The Mekong River separates Thailand from Laos in the north eastern region of the country and Phon Phisai (โพนพิสัย ) is a small town nestled on the riverbank of the famous stretch of water. It’s a place I have visited many times before and each one of those trips has been to visit Phon Phisai’s busy day market on the banks of the Mekong River.
Phon Phisai has drawn the interest of Thai TV documentaries before concerning its Naga Fireball Festival which is normally held around October each year at the end of Buddhist Lent. A mythological serpent (Phaya Naga) living in the depths of the Mekong River is said to shoot fireballs (bang fai) into the night skies to form steps for Lord Buddha to walk down from heaven.
The festival attracts massive crowds at Phon Phisai each year and is top of my must do list in Thailand. Crowds at nearby Nong Khai are even larger and reach hundreds of thousands for the duration of the festival but Phon Phisai is the place to be for your best chance of witnessing the fireball phenomenon.
Former Thai TV station ITV ran a documentary in 2002 that made claims the Naga fireballs were a hoax. The TV documentary made claims backed up by film that the fireballs were actually AK-47 tracer bullets fired from the other side of the Mekong in Laos.
The Thai nation was furious to the extreme that wreaths were floated on the Mekong River in Nong Khai and substantial financial demands were bandied about toward the damage that ITV had caused to the province. Subsequently ITV issued a public apology. At the time the now defunct ITV was owned by ITV Public Limited Company which was a part of the Shin Corporation.
The market at Phon Phisai stretches along the promenade on the banks of the Mekong River and is a very busy concern. If you want fruit and vegetables then bring a big bag because there’s plenty about. Meat, fish and its dried variety are in an abundance too, pinch your nose to make your purchase because the dried fish smells like hell.

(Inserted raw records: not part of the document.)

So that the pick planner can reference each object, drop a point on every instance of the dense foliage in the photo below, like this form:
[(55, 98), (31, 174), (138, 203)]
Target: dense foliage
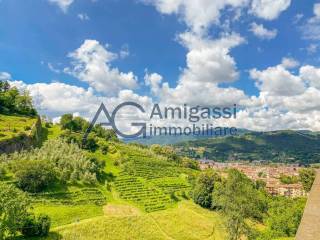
[(75, 127), (13, 210), (60, 160), (307, 177), (245, 203), (15, 217), (202, 193), (36, 226), (283, 217), (239, 199), (34, 176), (14, 102)]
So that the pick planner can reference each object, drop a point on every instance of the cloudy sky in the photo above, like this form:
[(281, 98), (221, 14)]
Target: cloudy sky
[(262, 55)]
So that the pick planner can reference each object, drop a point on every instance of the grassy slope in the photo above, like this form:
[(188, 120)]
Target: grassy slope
[(186, 222), (89, 222), (183, 220), (11, 126)]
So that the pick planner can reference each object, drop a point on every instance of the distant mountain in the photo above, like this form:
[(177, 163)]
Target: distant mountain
[(170, 140), (276, 146)]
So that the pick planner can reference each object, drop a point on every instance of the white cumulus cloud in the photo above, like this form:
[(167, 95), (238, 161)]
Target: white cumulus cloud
[(261, 32), (62, 4), (269, 9), (91, 63)]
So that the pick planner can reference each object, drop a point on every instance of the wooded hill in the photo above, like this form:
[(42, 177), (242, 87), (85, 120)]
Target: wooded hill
[(277, 146)]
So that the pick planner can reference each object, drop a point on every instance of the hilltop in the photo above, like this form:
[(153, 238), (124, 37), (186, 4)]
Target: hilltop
[(276, 146)]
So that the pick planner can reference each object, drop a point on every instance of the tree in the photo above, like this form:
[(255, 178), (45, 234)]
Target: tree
[(202, 193), (34, 176), (239, 199), (284, 216), (66, 121), (307, 177), (13, 210), (36, 226), (14, 102)]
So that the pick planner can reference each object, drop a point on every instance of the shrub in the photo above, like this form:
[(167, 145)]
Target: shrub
[(2, 171), (90, 143), (68, 160), (13, 209), (34, 176), (202, 194), (33, 227), (104, 148), (27, 128)]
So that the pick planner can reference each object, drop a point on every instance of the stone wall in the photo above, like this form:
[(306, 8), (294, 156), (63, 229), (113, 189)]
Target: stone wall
[(309, 228)]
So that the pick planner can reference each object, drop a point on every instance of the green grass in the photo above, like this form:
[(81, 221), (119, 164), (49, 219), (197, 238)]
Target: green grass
[(54, 131), (66, 214), (12, 126), (185, 222)]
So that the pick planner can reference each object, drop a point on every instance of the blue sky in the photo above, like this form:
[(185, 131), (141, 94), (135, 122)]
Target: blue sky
[(151, 41)]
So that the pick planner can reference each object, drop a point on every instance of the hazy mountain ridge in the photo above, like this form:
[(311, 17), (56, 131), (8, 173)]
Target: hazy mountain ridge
[(286, 146)]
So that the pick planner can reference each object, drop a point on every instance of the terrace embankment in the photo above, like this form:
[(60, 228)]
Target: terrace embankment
[(309, 227)]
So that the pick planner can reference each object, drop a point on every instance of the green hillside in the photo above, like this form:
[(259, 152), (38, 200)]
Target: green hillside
[(107, 189), (278, 146), (12, 126)]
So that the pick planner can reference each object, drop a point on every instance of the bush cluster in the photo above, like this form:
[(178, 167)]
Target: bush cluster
[(14, 102)]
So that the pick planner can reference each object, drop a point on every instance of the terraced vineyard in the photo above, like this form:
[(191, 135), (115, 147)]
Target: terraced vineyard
[(171, 184), (135, 190), (82, 196), (149, 180)]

Phon Phisai’s market stocks brand new clothes with designer names whose logos kind of match their peers and second hands if that’s your wear, maybe even third and fourths. Dvds, clocks, knives and socks, the market has got the lot but for one noticeable thing, to me at least. Phon Phisai market lacks a smile. In my opinion the Thasadej market in Nong Khai is similar too. Perhaps the Mekong River and the shadow of neighbouring Laos have that effect.

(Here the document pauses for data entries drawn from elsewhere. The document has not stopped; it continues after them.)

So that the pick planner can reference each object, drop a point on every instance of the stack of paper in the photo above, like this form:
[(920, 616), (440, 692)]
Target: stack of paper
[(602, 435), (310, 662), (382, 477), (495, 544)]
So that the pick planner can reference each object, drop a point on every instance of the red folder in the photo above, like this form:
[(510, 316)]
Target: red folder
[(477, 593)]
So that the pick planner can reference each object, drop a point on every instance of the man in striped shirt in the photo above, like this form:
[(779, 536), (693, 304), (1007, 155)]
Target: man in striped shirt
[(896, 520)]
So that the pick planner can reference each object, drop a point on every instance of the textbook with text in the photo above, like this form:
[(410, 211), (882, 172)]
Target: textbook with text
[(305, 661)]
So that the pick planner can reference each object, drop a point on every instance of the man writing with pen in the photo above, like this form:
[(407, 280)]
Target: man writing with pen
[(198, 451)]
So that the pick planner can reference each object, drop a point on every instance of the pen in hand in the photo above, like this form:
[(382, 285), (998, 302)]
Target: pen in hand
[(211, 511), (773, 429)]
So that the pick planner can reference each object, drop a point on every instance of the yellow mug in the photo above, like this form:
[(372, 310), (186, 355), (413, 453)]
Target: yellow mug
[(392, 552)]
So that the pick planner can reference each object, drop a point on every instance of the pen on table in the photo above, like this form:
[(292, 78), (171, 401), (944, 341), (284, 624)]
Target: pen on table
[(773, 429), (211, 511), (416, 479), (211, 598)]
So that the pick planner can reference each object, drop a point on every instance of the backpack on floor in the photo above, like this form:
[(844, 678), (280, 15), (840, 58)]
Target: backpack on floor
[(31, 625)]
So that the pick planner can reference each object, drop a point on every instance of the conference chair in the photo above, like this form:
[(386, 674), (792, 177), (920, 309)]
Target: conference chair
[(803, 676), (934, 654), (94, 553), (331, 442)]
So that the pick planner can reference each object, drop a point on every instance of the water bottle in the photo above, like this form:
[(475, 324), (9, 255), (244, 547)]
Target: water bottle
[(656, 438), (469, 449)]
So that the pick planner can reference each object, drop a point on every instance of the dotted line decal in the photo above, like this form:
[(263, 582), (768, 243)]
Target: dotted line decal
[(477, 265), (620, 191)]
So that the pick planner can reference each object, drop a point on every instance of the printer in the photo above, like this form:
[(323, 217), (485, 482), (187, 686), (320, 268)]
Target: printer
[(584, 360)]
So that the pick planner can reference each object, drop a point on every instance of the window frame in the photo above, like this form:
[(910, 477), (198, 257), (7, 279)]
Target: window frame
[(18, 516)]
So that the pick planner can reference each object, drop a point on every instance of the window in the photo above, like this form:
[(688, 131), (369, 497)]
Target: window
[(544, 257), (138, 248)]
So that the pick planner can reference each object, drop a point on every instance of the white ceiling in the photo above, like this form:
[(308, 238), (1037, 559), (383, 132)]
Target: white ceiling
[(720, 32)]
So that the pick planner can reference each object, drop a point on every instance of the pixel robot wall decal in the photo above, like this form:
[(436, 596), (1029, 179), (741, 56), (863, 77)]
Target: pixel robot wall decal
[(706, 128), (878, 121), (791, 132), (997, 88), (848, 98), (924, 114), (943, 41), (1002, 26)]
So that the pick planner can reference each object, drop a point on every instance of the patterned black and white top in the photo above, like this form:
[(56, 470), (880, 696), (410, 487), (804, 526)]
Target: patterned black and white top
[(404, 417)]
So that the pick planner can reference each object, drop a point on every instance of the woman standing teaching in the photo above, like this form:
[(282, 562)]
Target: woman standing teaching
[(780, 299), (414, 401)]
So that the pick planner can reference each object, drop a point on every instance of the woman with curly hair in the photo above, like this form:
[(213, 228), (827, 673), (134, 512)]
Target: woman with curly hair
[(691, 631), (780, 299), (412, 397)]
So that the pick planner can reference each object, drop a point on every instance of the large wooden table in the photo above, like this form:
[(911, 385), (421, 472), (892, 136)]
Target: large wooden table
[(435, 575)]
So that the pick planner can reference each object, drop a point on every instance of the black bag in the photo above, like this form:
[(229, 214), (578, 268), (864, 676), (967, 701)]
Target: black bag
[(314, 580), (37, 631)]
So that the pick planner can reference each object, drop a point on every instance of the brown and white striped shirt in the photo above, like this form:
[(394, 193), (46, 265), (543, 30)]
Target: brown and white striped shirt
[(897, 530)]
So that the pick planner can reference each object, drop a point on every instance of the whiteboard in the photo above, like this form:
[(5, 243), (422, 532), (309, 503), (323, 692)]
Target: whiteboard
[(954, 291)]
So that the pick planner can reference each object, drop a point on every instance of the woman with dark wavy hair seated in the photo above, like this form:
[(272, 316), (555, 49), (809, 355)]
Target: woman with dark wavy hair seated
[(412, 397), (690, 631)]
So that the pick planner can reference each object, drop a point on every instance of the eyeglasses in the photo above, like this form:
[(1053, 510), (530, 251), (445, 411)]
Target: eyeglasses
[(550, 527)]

There is one thing at the market which is guaranteed to put a smile on the face of myself and Wonderful Wi. Our compulsory visit to one of the markets small fish restaurants and another chance for me to conjure a perfect miang kam.
Miang Kam roughly translates as a wrapped biteful or mouthful and is exactly that. The food pictured above are all the ingredients needed to make these lettuce wrapped bundles of fish, noodles, sweet and sour sauces, vegetables and the added bite of chilli peppers if that’s what you like. I love them, without the chilli of course. As always in Isaan, sticky rice and som tum (spicy salad) is on the table. The food in the photo above cost an amazing 150 baht with the bottle of coke extra.

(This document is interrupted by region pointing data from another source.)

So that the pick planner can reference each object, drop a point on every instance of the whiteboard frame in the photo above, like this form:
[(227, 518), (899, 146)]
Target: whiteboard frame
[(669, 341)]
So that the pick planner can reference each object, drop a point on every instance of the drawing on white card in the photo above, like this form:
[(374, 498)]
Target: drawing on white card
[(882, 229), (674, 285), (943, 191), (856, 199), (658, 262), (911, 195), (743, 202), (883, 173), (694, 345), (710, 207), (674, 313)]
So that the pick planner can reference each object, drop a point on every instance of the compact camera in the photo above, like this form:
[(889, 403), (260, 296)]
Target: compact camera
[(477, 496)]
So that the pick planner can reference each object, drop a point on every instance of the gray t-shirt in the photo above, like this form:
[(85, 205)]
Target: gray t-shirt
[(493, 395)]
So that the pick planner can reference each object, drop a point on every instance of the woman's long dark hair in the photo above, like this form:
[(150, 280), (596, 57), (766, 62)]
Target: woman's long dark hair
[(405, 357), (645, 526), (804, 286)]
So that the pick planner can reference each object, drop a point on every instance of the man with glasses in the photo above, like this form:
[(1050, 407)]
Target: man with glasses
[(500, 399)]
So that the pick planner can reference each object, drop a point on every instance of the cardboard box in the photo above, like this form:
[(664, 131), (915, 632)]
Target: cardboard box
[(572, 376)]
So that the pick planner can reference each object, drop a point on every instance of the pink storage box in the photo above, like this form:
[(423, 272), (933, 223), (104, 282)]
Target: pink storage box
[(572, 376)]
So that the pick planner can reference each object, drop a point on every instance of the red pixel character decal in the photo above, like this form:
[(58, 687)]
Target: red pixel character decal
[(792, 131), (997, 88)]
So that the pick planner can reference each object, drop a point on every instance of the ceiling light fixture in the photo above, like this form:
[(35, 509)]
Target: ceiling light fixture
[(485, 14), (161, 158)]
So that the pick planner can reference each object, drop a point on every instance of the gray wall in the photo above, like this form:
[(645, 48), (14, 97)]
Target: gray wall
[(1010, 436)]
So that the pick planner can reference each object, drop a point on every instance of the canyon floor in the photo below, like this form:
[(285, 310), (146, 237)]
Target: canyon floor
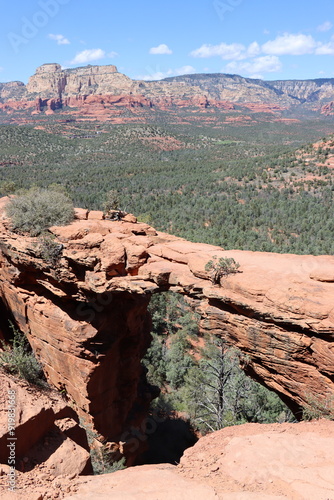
[(246, 462)]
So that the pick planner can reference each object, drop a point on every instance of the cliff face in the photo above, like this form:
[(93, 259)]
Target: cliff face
[(242, 90), (86, 318)]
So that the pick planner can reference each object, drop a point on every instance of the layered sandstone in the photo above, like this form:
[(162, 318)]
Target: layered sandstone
[(86, 318), (244, 462)]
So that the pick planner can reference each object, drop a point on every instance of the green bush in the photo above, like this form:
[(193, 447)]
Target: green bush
[(38, 209), (49, 250), (17, 359), (317, 408)]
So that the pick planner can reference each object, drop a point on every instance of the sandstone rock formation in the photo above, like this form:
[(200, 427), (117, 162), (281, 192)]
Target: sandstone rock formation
[(86, 318), (44, 425), (52, 87)]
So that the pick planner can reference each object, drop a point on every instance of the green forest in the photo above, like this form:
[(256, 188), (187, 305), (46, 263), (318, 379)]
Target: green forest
[(241, 186), (261, 187)]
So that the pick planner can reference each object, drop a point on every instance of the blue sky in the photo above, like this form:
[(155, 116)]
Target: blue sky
[(280, 39)]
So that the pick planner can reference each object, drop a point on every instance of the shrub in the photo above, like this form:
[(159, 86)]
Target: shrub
[(221, 268), (38, 209), (17, 359), (112, 201), (319, 408)]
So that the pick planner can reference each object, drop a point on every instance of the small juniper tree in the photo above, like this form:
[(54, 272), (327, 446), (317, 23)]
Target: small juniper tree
[(38, 209), (220, 268)]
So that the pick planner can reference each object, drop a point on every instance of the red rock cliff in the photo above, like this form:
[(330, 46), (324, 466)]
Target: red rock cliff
[(87, 319)]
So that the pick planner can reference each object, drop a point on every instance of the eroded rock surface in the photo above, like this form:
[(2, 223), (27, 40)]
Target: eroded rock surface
[(244, 462), (86, 317)]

To make the perfect miang kam or pan miang as it’s sometimes called you first take a lettuce leaf and then place some delicious white fish meat onto it. Next put some noodles on top and add tomato, shallots, ginger, mint and perhaps a sliver of a chilli pepper. Top off the filling with a sauce, my choice being a sweet syrup with peanuts and then fold the leaf into a wrap and pop the whole bundle into your mouth. A miang kam is simple to make and absolutely delicious.
I don’t know why the people of Phon Phisai never seem to smile, well perhaps there’s a trace of one sometimes, it is Thailand after all but the town and market are still well worth a look. If you are planning a visit to this quaint town on the Mekong River to witness the fireballs shooting from the river then book your hotel early. Rates at the Boontawee Hotel and Suan NV Resort are both quoted at 250-350 baht and are subject to price change. During the Naga Festival room rates would be considerably higher. They have 17 and 9 rooms respectively so you’d probably be better off booking into a hotel in Udon Thani or Nong Khai.
One day I will make it to the Naga Festival and a hotel won’t be needed as our village home is only about 35 kilometres from Phon Phisai. Miang Kam in the morning and fireballs at night, sounds perfect. I’ll just have to keep a look out for those tracer bullets.